Théâtre de la Ville jusqu’au 23 novembre 2013
Festival d’automne à Paris
Le Théâtre de la Ville ouvre les festivités consacrées à Robert Wilson dont le travail est à l’honneur avec une déclinaison de propositions artistiques qui passera également par le musée du Louvre (Living Rooms) et le Théâtre du Châtelet ( Einstein on the beach).
Robert Wilson compose une partition parfaite entre son inspiration formaliste (son, image, lumière, gestuelle) et l’univers dadaïste du jeune poète satiriste, précurseur du théâtre de l’absurde.
Avec « The Old Wolman », le grand artiste américain convoque deux monstres sacrés de la scène : le danseur – acteur Mikhail Baryshnikov et l’acteur hollywoodien Willem Dafo. En s’appuyant sur des textes du russe Danill Kharms, persécuté par Staline et mort à 36 ans, il compose une partition parfaite entre son inspiration formaliste (son, image, lumière, gestuelle) et l’univers dadaïste du jeune poète satiriste, précurseur du théâtre de l’absurde à la Ionesco ou Beckett : vertigineux.
En douze tableaux ultraplastiques à la perfection sidérante, on est plongé dans le monde de Kharms aussi imprévisible que loufoque, cauchemardesque que burlesque, mélancolique que poétique où par delà le conte métaphysique/comique, s’interroge malicieusement la condition humaine face à l’incompréhension du monde, la solitude, les espoirs inaccomplis, la mort.
L’action à peine débutée est brutalement interrompue par des incidents qui la font rebondir dans des directions totalement inattendues où les personnages la répète à l’envi et se comportent de façon irrationnelle. Il y est question d’une succession de vieilles dames trop curieuses qui tombent de leur fenêtre, d’une pendule qui donne l’heure sans aiguille, d’un faiseur de miracles qui n’en fait naître aucun, du chiffre 7 qui viendrait après le chiffre 8…

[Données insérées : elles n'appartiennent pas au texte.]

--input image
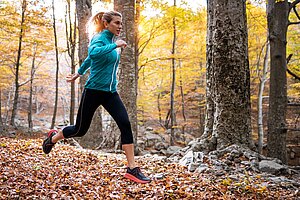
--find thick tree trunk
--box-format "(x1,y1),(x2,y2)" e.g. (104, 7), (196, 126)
(267, 0), (289, 163)
(114, 0), (138, 149)
(203, 0), (253, 149)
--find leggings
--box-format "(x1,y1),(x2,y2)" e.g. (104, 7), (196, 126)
(63, 88), (133, 144)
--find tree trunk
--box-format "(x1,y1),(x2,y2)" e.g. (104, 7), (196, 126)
(267, 0), (289, 163)
(201, 1), (216, 141)
(10, 0), (27, 127)
(76, 0), (104, 148)
(170, 0), (177, 146)
(65, 1), (77, 125)
(257, 42), (270, 154)
(76, 0), (92, 93)
(0, 87), (4, 132)
(50, 0), (59, 129)
(114, 0), (138, 150)
(28, 44), (37, 133)
(204, 0), (253, 149)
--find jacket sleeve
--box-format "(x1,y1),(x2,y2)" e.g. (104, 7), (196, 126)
(77, 56), (91, 75)
(89, 40), (117, 59)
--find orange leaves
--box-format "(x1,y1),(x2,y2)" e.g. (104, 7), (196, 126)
(0, 138), (297, 199)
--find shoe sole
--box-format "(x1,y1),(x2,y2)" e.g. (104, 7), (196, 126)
(124, 173), (150, 183)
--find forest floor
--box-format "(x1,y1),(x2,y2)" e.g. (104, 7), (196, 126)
(0, 131), (300, 199)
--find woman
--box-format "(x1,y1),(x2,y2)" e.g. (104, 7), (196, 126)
(43, 11), (150, 183)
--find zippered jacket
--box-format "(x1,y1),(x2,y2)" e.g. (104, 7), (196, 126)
(78, 29), (120, 92)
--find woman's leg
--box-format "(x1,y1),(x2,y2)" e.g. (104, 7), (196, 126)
(102, 92), (136, 168)
(43, 89), (102, 154)
(102, 92), (151, 183)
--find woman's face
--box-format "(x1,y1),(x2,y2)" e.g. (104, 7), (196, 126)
(107, 16), (122, 36)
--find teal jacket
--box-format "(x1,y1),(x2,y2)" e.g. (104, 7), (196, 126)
(78, 29), (120, 92)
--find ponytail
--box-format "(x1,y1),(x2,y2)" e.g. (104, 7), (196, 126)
(87, 12), (105, 38)
(87, 11), (122, 38)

Un monde où toute réalité est inexistante, porteur d’une errance mentale et sensorielle qui en prennent le contre pied.
Sous leur maquillage de fard blanc, deux jumeaux tout droit sortis d’un film muet (Mikhail Baryshnikov/Willem Dafo grandioses) grimés et habillés de costumes noirs qu’une seule mèche de cheveux rebelle (portée par l’un à gauche, l’autre à droite) permet de les différencier, s’emparent de l’espace pour incarner deux êtres virevoltants et angoissés aux allures de Buster Keaton où Robert Wilson théâtralise à merveille entre music hall et poésie pure, en passant par le nô et le cartoon, son esthétique aigue de la scène.
Dans un décor rappelant le surréalisme à la Magritte et sa décomposition, les deux protagonistes, mi anges mi démons, se livrent à un numéro dadaïste de haute voltige, le tout accompagné de bruits furtifs : cris, gloussements, rires tonitruants et d’une bande son aussi inspirée que narrative.
Et l’art protéiforme du maître texan rencontre pleinement l’écriture composite de l’écrivain pour un spectacle total.